Я вижу не видя, как она скатывается колобком, уступая место у телефона слепой хозяйке, и хозяйку вижу не видя, когда та угловатым жестом, да она вся будто и состоит из них, из этих жестов, движений, переменчивой мимики, — ни покоя, ни возраста, ни плоти — прикладывает трубку к лицу со светящимся ореолом волос.
— Знаешь, — говорит она, — Лукреция — это моя последняя собака.
Лукреция. Зюка. Вока. Пашетта. Евдокия. Маруся. Вера. Алефтина. Настя. Катерина… и прочие непрочие. Кому повем печаль мою?
По осени мы с мамой болеем: сначала гриппом, потом сердцем — болеем, стареем, отекаем. На тоже отекших ногах приходит Вера, приносит хлеб и яйца, маме цветы — в современной конторе, где она что-то разогревает съедобное, у молодого начальника день рождения, цветов так много, что секретарша вываливает Вере в сумку прежние гвоздики, их Вера и приносит маме, а мне яблоки, которые она покупает у белорусов рядом с метро. Яблоки сморщенные, как печеные, но пахнут блаженной свежестью сада.

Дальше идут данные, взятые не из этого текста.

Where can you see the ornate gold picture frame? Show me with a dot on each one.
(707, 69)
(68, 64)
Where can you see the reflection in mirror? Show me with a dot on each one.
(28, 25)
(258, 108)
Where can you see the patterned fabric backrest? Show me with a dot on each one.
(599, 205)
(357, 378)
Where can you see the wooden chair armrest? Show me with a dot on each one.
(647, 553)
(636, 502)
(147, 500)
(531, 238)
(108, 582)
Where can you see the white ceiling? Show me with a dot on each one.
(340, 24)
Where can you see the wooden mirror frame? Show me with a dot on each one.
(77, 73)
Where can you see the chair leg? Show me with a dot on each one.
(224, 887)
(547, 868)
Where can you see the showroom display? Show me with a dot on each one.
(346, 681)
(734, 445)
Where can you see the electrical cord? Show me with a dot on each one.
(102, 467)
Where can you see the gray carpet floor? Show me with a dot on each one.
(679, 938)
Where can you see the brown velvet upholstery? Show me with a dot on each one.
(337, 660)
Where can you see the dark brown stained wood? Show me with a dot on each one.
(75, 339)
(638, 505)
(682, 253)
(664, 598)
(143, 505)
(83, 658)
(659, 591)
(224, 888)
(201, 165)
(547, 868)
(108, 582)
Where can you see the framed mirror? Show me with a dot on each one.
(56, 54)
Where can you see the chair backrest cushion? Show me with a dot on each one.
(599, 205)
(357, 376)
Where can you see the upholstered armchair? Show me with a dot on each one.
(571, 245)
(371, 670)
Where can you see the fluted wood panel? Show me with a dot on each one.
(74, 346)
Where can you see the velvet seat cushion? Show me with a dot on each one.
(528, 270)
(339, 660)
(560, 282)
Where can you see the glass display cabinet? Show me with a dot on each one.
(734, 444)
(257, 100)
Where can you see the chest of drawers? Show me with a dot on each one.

Осенью, все равно, выздоравливаешь или нет, но хочется плакать, а тут еще она с ликом малоросского ангелочка, с крутою бровкой над голубыми — поволокою — глазами, с полуоткрытым, когда задумается, ртом, обведенным дешевой фиолетовой помадой. Она целует меня, и уже после ее ухода я с трудом и кремом стираю этот химический отечественный штамп. Но пока она еще здесь.
— Пол на кухне тебе помою, чай попьем, потом к Марусе поеду. У меня сегодня день свободный. Мои дураки, — это она о сыновьях-погодках, — товарища к себе пригласили. Тот квартиру за доллары продал и теперь гуляет. А моим что надо? Выпить им надо! Они хотят, чтобы этот с долларами у них жил и водку носил. Он ведь пока в подвале ночует. Я вот вчера борщ варила, а сегодня его уже и не будет. Они мужики. А разве на ихнюю инвалидную пенсию проживешь? Они по пьянству инвалиды, им моя пенсия нужна, военная, мы ведь с Катей дирижабль водили. И зарплата моя нужна. А еще ругаются, стыд какой, смеются: ты, мать, к себе в свое государство убиралась бы, на Украйну.
— У тебя зато внуки хорошие.
— Внуки да! Ласковые. Любят меня. И правнутька холосенькая. Я приду — она ко мне: бабуська писсла. А эти мои как зверюги, когда напьются.
— Вера, а муж твой, — и вспоминаю уши, оттопыренные по-сиротски, и стриженый армейский затылок, а потом через годы Верины слезы, бусинками — на белую кофточку, — он тоже пил?
— Пил, а злым не был. Один раз ударил. Потом прощения просил. Он ведь больной был, от детства. А уж как пить стал, так все. Если бы в милицию не пошел, так, может, и жил. В милиции все пили. Кто здоровый, тому ничего, а мой рынок проверял, ну, ему и подносили. У тебя духи какие-нибудь есть? Подуши, а то в гости иду.